Стены, на которых висели ее рисунки, постер с двумя обнимающимися обезьянками – мама и выросшая дочка? Тимкина жар-птица, подаренная Глаше на день рожденья, – светло-голубые, голые. На столе, тоже оголившемся, – компьютер, под черной клавиатурой вырванный белый листок в виде ромашкового овального лепестка – пустой. Но где же тетради, книги? Она открыла ящик стола – мертво, аккуратно лежали в древнем металлическом пенале (вместе покупали не для школы, для кружка по астрономии) ручки, карандаши, ластики. И ни бумажки.
Распахнула шкаф – только тихо качаются вешалки. Ни блузочки, ни футболки! Ряд голых плечиков, скелетов живой одежды. За другой дверцей – пустые полки, ни носка, ни шарфика. Неужели все увезла с собой? А варежки? Там же не бывает нормальной зимы! И все шапки? Или раздала девчонкам – они шли и шли вереницей ее провожать все последние дни.
А обувь? Зимние сапоги? Вот здесь внизу шкафа – наваленная пыльной кучей обувь лежала всегда. И невозможно было не расчихаться. Но не было и обуви. Когда, куда она все это выкинула, подарила? Не спросясь, не посоветовавшись, как всегда в последнее время.

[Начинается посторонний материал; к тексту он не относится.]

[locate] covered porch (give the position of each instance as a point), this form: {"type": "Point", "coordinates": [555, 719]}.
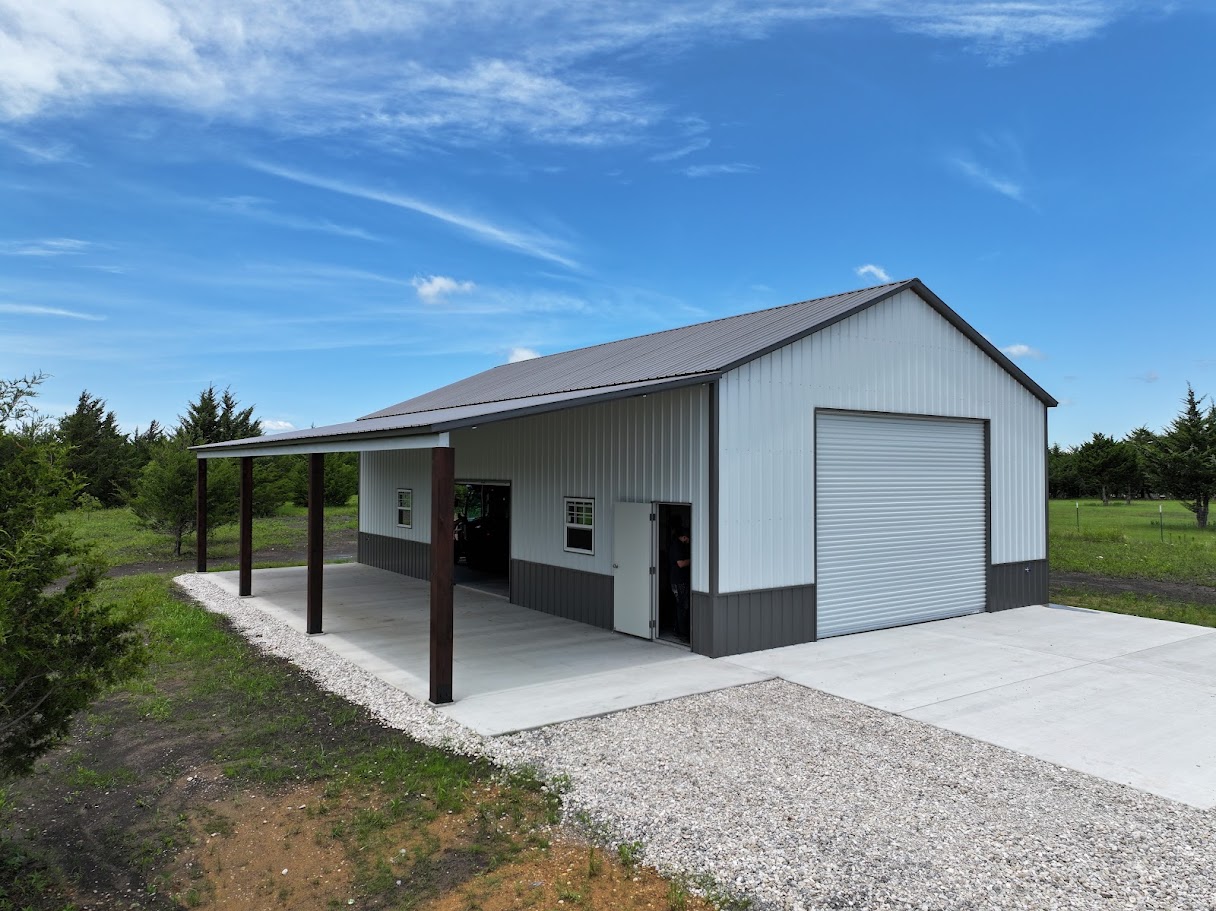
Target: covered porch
{"type": "Point", "coordinates": [512, 668]}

Я УЕХАЛА. МЕНЯ БОЛЬШЕ ТУТ НЕТ.
Я БЫЛА, А ТЕПЕРЬ ОТБЫЛА.
Вот что сообщала им Глаша. Без двусмысленностей, без лишних всхлипов. И суть слова «отбыла» вдруг открылась Вере во всей режущей жути.

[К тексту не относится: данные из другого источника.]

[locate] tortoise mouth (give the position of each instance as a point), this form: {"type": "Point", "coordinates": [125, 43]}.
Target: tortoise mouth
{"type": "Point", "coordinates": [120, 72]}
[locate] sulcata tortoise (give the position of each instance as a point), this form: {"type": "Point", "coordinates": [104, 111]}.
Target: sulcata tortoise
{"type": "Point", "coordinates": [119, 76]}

Когда умерла мама, было не так, тоже страшно больно, и голым оказался мир и она сама, но оттого ли, что последние годы жили они в разных городах или что мама последние годы действительно превратилась в одуванчик, безобидный, не обижающийся, почти бессловесный – и из вдруг раскрывшегося провала в небе, куда унеслась вместе с майским сквозняком ее душа, полил свет, ощущение близкого до шевеления волос на голове присутствия невидимого мира и почти блаженства затопило Веру. Такое явственное скопление тысяч и тысяч душ ее, вопреки всему, развеселило – и выносимой оказалась скорбь. Перед лицом маминого ухода ее, Верина, жизнь не казалась бессмысленной, пустой, напротив, каждая минута налилась плотью смысла. Потому что была подсвечена открывшимся другим миром. И несколько недель она жила, этим смыслом питаясь. Но возможно, дело было в том, что мамина смерть не отменяла ее жизни, наоборот – подтверждала, что ее-то жизнь продолжается и будет еще длиться долго, спокойно, уверенно. Мама распахивала ворота …

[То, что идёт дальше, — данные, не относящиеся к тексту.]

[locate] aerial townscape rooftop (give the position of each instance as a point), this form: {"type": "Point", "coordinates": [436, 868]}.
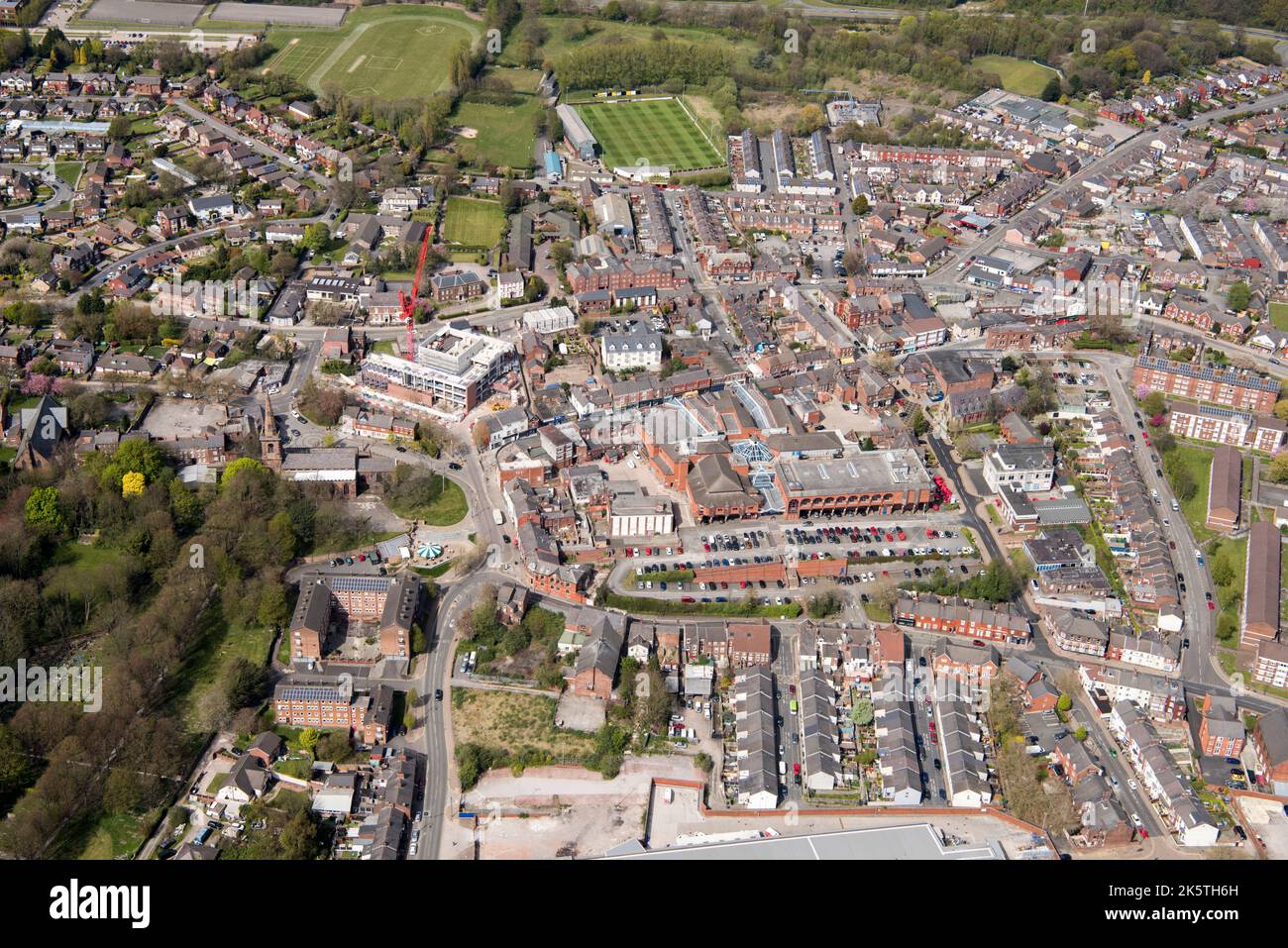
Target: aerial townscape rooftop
{"type": "Point", "coordinates": [606, 432]}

Дочкин отъезд их затворил. Просунул сквозную дубовую балку, не пошевелить. Глашино отбытие значило – жизнь не продолжится, жизнь позади, потому что главное в ней уже прожито. Жизнь прошла. Никогда больше Вера не родит детей, никогда не поедет в Коломенское на рынок детской одежды и не будет бродить меж рядов с ползунками, слюнявчиками и комбинезонами. Не прижмет к щеке цыплячье-желтенький чепчик в горошек, сладко предвкушая. Занятия для беременных, специальные упражнения на коврике каждый день, мучительно долгие роды, животная боль и непонятно откуда взявшаяся маленькая лохматая девочка с черненькими волосами – никогда. Глашино явление в свет сопровождал громовой фейерверк, салют. Всех ваша дочка победит, шутила акушерка – это был теплый вечер Дня Победы.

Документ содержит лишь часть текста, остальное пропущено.